Odilón observó la silueta alta y delgada de Juan de Marburgo. Con la edad y la oración permanente, se había encorvado ligeramente y parecía más viejo de lo que realmente era. Sin duda alguna, Juan de Marburgo no estaba en paz, sino que seguía siendo presa de tormentos interiores que catorce años de oración no habían curado. En ese instante, el fraile supo que el abad lo había intuido.

—Padre —dijo en un tono que quería que fuese sosegado y resuelto—, no hace falta ser maestro de obras para darse cuenta de que nuestros edificios conventuales se han quedado demasiado pequeños en relación con el crecimiento de la comunidad. Si me permitís utilizar las palabras del hermano Jotsaldo, él acostumbra a decir que «es tan dulce vivir bajo el yugo paterno de Odilón, que una multitud de almas cristianas vienen a pedir a Cluny la paz que les niega el siglo». Esto es tan exacto que hace catorce años éramos ochenta y actualmente somos el doble… Convendría, pues, ampliar la sala del capítulo, el dormitorio y…
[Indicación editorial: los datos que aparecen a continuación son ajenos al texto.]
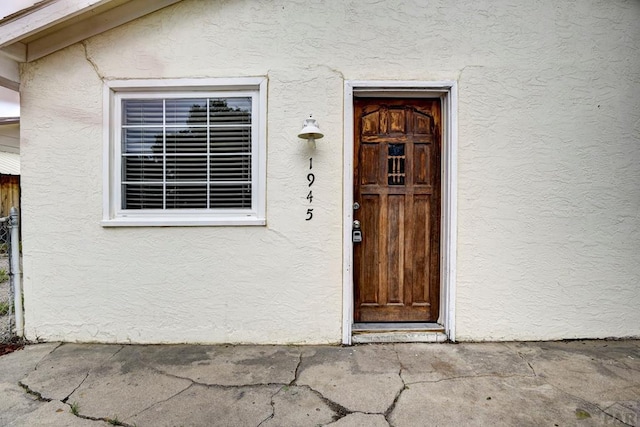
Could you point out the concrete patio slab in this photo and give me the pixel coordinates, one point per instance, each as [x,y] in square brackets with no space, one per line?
[227,365]
[582,383]
[362,378]
[56,378]
[55,414]
[300,406]
[495,401]
[17,365]
[15,403]
[358,419]
[204,406]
—Es cierto que este siglo es cruel y que no perdona a ninguna alma, ni siquiera cristiana —le cortó Odilón—. La paz es el bien más precioso y el único refugio, puesto que permite acceder al amor divino. Desgraciadamente, los hombres se sienten más inclinados a devorarse entre sí que a buscar la paz. El demonio los guía. Nosotros, pobres monjes, debemos ser ejemplares y mostrarles la vía. Pero no olvidéis jamás, hijo mío, que nadie obtiene la paz si no la desea.
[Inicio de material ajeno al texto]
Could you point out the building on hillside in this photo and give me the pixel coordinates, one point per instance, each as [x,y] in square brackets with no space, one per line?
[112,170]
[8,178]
Fray Juan de Marburgo miró al abad: los ojos del anciano brillaban de inteligencia y de malicia. El monje comprendió que ese sermón iba dirigido directamente a él. En su infinita bondad, Odilón no le hacía ningún reproche. Sin embargo, fray Juan sabía que él no merecía esa indulgencia.

—Sí, padre —contestó, inclinando mucho la cabeza.

Como casi siempre, se sentía indigno de estar allí, en Cluny, la abadía más prestigiosa y poderosa de todo Occidente, él, tan culpable, tan incapaz de parecerse a esa comunidad de ángeles gobernada por un santo.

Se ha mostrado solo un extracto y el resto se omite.